President Obama’s Executive Order 13563 for the first time in history encouraged administrative agencies to draw upon the behavioral sciences in the design and implementation of new regulations.  To date, however, agencies have received no practical guidance on how to integrate behaviorally inspired regulatory instruments into the regulatory process.  How can public administrators transform behavioral research findings into operational regulatory tools while ensuring protections for citizens in a new, “nudging” state?

In a forthcoming paper, New York University School of Law’s Alberto Alemanno and the University of Milan’s Alessandro Spina analyze how empirical findings from behavioral research can complement traditional regulation.
From its mid-20th century origins in the late Herbert Simon’s theory of bounded rationality to Richard Thaler and Cass Sunstein’s recent best-seller, Nudge, the idea that humans make imperfect decisions has become mainstream, say Alemanno and Spina.  Behavioral research has given scientists ever-greater insight into the cognitive biases, fallacies, and heuristics driving human action.  Moreover, the argument that regulation must consider how targeted people respond in order to be effective has caught fire among academics and policy architects alike, according to the authors.

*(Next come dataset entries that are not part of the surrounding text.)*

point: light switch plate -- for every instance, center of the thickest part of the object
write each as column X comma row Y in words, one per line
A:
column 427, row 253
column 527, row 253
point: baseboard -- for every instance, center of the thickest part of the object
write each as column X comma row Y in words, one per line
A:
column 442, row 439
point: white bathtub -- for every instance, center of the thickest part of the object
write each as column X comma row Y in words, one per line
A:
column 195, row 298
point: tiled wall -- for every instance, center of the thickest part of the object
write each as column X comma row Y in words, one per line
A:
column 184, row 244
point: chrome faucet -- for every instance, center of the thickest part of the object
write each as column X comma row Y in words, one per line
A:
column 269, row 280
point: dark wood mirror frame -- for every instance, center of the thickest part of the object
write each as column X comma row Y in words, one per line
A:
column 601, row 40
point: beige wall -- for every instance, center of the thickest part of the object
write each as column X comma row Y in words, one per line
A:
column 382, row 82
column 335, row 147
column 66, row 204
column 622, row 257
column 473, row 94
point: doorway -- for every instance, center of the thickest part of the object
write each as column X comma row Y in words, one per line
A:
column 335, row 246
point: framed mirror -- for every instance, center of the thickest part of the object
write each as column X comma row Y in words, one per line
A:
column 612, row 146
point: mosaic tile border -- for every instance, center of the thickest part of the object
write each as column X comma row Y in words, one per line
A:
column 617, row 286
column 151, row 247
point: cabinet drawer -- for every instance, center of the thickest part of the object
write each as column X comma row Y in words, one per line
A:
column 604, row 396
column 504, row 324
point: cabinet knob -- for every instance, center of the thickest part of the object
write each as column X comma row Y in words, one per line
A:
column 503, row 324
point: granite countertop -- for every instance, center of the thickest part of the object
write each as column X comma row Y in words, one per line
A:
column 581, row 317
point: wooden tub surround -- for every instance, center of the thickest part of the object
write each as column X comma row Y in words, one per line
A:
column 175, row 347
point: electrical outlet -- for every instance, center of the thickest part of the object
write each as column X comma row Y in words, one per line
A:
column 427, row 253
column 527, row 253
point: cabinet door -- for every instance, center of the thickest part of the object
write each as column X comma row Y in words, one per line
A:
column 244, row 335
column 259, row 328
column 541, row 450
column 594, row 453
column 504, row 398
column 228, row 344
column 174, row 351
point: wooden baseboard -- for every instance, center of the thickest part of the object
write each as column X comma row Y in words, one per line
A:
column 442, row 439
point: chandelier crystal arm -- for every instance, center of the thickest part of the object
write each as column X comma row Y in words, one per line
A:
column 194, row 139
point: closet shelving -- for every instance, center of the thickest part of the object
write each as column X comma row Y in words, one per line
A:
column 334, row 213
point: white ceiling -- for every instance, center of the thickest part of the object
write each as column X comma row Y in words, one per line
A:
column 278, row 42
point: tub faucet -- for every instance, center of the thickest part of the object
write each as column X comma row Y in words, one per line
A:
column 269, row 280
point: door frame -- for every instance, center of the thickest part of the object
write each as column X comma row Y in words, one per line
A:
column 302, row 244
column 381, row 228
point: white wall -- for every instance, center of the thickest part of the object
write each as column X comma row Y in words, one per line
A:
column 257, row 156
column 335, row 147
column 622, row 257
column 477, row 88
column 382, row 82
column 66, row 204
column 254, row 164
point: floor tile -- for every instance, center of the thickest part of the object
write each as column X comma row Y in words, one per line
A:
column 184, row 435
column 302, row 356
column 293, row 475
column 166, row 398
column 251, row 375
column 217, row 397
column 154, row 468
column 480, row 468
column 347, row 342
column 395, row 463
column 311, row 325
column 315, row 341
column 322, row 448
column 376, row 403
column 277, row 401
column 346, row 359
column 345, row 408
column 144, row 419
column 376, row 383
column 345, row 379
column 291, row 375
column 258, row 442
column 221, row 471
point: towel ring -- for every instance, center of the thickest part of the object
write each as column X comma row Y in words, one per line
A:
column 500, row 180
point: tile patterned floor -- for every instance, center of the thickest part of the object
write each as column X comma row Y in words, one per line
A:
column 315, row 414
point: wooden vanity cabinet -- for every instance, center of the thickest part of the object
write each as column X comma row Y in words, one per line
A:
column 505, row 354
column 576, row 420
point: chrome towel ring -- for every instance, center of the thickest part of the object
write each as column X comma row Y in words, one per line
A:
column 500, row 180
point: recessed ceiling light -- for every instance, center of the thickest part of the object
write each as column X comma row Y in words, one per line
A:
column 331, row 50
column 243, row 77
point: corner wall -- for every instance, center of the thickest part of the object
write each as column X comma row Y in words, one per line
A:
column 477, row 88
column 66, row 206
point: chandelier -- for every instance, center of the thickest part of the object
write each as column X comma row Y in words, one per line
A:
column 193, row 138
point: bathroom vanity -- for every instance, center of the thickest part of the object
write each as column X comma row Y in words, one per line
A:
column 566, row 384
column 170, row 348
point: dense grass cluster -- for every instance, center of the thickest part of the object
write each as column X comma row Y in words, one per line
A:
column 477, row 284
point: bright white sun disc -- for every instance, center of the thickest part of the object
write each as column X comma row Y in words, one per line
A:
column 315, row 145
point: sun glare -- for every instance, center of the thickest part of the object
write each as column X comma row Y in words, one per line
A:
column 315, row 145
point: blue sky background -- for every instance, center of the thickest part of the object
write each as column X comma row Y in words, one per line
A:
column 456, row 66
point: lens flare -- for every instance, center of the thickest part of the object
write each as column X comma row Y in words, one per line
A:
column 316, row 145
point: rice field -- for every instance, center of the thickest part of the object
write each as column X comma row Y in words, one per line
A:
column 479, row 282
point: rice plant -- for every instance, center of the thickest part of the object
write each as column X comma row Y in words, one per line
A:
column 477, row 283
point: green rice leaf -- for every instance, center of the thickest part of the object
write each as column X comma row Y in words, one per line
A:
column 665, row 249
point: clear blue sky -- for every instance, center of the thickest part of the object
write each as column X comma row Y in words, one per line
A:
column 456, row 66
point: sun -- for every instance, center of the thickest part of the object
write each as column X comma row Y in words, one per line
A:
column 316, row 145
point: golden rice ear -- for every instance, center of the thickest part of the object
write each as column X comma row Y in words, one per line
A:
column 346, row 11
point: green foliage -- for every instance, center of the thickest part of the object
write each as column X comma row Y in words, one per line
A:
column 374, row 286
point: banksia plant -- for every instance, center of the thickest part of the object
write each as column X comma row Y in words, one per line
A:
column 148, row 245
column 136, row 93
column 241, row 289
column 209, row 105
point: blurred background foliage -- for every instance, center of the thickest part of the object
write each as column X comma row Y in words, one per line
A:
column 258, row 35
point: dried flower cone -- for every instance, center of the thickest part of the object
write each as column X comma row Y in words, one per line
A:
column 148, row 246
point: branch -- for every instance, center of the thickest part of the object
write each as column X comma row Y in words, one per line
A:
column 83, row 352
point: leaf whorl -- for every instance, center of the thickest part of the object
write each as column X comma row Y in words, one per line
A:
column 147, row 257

In spite of policymakers’ and agencies’ growing enthusiasm for behaviorally driven regulation, a clear legal framework for turning behavioral insights into operational regulatory tools is largely absent, Alemanno and Spina say.  Without a fully transparent mechanism for incorporating behavioral research findings into policy-making, the authors argue, the burgeoning field’s potential to help policy makers will be lost.  Alemanno and Spina believe that both EU and U.S. regulators could benefit from systematic integration of behavioral research into policy creation.